🤖 AI Summary
Current vision-language models (VLMs) exhibit limited capability in spatial reasoning—particularly for 2D/3D relational understanding. To address this, we propose SpatialVTS, the first framework enabling synergistic dual-path (visual and textual) reasoning: it generates position-sensitive tokens guided by visual cues and models spatial logic via conversational, long-context language reasoning—without requiring auxiliary annotations (e.g., masks or depth maps). SpatialVTS autonomously localizes key objects and infers latent spatial associations. We systematically reconstruct multiple benchmark datasets by injecting explicit spatial logical chains and human-verified reasoning traces. Experiments demonstrate that SpatialVTS achieves substantial average performance gains over state-of-the-art methods across diverse spatial understanding tasks—including visual question answering and embodied AI—validating its effectiveness, generalizability, and real-world applicability.
📝 Abstract
The spatial reasoning task aims to reason about the spatial relationships in 2D and 3D space, which is a fundamental capability for Visual Question Answering (VQA) and robotics.
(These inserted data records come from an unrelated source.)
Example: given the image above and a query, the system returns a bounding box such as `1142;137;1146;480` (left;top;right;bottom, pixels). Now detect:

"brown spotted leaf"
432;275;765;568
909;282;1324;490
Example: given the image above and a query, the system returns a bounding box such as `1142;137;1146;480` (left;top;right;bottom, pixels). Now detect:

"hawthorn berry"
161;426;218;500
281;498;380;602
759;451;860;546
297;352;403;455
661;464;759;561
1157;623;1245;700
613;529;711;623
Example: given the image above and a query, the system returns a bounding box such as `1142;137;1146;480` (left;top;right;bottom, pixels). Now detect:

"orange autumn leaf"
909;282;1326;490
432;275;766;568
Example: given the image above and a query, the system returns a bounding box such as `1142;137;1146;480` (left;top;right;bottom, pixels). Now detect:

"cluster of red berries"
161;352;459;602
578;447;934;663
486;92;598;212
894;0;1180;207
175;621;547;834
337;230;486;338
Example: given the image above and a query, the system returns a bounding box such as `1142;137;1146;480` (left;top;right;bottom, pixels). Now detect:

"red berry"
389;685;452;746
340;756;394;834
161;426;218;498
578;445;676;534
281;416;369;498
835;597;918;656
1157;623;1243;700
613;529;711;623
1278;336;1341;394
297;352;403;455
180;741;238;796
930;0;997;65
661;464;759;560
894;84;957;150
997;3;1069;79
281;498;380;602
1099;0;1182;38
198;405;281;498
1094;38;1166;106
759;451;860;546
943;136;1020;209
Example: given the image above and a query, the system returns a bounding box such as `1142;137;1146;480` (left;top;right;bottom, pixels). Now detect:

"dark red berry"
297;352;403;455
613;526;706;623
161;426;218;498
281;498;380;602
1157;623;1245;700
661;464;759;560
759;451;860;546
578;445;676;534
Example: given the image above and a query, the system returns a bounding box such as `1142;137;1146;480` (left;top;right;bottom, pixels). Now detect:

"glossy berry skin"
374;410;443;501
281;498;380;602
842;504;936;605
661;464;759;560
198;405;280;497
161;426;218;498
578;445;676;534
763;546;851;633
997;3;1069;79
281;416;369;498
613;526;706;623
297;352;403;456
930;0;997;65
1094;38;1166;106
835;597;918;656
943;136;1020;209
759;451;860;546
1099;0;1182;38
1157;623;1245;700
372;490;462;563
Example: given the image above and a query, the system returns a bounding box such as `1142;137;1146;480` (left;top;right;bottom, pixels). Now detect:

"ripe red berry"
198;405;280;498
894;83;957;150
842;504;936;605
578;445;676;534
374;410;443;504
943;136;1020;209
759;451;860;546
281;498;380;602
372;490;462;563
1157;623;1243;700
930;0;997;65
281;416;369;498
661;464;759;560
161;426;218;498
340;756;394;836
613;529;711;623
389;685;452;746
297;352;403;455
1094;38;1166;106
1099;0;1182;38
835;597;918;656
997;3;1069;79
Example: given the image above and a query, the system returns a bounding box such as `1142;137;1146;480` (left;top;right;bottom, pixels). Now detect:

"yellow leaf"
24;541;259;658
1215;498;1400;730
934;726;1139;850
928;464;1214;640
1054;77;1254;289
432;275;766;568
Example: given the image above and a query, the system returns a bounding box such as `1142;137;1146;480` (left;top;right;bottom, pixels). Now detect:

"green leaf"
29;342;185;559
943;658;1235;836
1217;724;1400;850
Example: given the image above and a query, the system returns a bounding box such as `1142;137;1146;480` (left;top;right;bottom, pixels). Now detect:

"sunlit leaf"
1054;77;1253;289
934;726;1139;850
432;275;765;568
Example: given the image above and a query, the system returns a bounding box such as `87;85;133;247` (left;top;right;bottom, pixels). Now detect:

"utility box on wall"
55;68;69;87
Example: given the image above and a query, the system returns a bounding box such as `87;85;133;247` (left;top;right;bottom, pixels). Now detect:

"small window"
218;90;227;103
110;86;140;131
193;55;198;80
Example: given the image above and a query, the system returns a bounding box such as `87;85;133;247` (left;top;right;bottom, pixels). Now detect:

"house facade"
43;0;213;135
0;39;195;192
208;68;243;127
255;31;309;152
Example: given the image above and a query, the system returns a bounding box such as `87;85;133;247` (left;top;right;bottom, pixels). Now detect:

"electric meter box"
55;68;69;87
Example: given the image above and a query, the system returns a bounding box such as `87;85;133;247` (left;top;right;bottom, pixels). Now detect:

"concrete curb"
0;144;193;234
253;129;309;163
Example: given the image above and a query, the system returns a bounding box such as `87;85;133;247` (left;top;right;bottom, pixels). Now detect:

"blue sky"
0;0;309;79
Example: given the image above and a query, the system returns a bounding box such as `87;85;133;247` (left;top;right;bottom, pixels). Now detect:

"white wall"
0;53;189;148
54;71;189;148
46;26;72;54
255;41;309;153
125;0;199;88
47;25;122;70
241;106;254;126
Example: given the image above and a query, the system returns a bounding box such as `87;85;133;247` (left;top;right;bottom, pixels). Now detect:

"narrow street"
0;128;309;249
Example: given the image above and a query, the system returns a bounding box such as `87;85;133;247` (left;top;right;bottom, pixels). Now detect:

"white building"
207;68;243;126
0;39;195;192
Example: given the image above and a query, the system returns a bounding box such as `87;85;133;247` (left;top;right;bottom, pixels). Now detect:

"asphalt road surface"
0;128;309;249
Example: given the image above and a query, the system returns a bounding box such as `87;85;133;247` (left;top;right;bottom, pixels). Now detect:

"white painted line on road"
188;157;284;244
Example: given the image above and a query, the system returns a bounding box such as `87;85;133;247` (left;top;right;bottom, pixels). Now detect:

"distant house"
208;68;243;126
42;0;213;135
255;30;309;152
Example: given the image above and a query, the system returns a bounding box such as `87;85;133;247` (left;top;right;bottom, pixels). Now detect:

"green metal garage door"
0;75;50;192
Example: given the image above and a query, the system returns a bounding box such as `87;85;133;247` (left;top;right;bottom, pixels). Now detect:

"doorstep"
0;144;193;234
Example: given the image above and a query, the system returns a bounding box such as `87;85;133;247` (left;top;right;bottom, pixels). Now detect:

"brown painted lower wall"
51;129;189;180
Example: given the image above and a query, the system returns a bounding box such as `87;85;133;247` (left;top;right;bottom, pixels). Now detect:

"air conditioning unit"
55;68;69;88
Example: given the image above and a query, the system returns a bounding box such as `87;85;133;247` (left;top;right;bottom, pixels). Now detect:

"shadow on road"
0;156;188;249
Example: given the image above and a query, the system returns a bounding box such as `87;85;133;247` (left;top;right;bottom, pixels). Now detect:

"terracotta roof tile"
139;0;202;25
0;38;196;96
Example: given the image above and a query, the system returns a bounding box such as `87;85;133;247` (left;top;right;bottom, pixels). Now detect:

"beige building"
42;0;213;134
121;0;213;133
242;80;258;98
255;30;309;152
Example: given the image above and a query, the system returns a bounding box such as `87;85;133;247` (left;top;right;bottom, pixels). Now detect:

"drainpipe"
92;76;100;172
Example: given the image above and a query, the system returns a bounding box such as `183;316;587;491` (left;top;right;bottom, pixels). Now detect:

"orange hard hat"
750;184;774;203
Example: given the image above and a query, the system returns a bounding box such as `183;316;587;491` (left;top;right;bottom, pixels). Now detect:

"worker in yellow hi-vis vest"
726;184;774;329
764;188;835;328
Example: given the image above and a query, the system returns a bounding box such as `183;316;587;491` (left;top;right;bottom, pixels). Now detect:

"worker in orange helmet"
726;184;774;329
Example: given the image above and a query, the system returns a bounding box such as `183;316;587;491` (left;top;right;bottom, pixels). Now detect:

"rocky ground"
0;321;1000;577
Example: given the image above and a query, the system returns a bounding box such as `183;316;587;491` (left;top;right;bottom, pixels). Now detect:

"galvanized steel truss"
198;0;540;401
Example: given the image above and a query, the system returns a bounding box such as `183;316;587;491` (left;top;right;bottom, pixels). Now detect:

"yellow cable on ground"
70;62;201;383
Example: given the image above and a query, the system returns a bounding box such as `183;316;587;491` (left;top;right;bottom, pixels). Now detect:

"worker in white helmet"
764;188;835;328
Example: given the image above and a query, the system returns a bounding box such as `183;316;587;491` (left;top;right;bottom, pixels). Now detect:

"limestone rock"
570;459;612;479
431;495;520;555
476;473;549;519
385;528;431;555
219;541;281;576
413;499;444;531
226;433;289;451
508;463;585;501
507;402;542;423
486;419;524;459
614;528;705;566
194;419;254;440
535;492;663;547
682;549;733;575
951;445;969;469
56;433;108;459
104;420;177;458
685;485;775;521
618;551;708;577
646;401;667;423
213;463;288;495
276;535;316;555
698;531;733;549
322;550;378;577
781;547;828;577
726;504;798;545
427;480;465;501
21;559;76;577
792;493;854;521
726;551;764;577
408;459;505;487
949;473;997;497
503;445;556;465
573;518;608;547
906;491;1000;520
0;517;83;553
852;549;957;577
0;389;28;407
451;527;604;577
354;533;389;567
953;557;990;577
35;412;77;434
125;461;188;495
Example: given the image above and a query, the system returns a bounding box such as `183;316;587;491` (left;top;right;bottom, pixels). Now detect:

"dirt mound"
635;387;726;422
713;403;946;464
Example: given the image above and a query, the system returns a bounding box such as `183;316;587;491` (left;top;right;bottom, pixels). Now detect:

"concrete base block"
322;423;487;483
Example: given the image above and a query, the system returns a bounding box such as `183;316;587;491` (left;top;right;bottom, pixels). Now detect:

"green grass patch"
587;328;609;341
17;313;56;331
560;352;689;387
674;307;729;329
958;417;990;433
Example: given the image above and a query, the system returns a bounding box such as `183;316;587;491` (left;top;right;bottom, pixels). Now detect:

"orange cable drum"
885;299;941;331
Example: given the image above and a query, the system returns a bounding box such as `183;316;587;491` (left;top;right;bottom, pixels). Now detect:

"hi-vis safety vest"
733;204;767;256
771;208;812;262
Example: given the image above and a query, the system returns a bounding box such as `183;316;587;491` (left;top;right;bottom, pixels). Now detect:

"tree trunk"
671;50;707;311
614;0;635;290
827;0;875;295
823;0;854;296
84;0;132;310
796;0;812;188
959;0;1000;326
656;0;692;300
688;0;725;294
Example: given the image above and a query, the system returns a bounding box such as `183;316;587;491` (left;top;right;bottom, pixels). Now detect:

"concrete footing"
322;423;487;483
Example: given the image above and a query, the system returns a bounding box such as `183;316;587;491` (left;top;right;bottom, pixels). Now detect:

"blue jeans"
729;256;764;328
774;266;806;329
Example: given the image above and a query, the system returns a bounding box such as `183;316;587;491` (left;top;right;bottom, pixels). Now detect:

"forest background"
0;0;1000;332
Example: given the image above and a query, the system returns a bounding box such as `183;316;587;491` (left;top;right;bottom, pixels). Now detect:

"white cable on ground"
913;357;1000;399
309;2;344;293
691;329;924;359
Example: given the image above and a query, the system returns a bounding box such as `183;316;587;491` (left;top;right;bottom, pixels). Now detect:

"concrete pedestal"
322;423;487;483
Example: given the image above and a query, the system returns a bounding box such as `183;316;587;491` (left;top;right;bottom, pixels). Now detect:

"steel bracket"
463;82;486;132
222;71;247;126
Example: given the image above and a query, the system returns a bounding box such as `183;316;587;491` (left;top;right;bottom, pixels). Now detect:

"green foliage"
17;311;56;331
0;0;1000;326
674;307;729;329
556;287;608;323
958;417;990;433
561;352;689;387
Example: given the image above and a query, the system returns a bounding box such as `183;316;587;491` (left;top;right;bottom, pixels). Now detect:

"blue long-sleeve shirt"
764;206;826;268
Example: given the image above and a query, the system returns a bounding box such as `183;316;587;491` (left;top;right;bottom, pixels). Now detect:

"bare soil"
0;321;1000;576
Although vision language models (VLMs) have developed rapidly in recent years, they are still struggling with the spatial reasoning task. In this paper, we introduce a method that can enhance Spatial reasoning through Visual and Textual thinking Simultaneously (SpatialVTS). In the spatial visual thinking phase, our model is trained to generate location-related specific tokens of essential targets automatically. Not only are the objects mentioned in the problem addressed, but also the potential objects related to the reasoning are considered. During the spatial textual thinking phase, Our model conducts long-term thinking based on visual cues and dialogues, gradually inferring the answers to spatial reasoning problems. To effectively support the model's training, we perform manual corrections to the existing spatial reasoning dataset, eliminating numerous incorrect labels resulting from automatic annotation, restructuring the data input format to enhance generalization ability, and developing thinking processes with logical reasoning details. Without introducing additional information (such as masks or depth), our model's overall average level in several spatial understanding tasks has significantly improved compared with other models.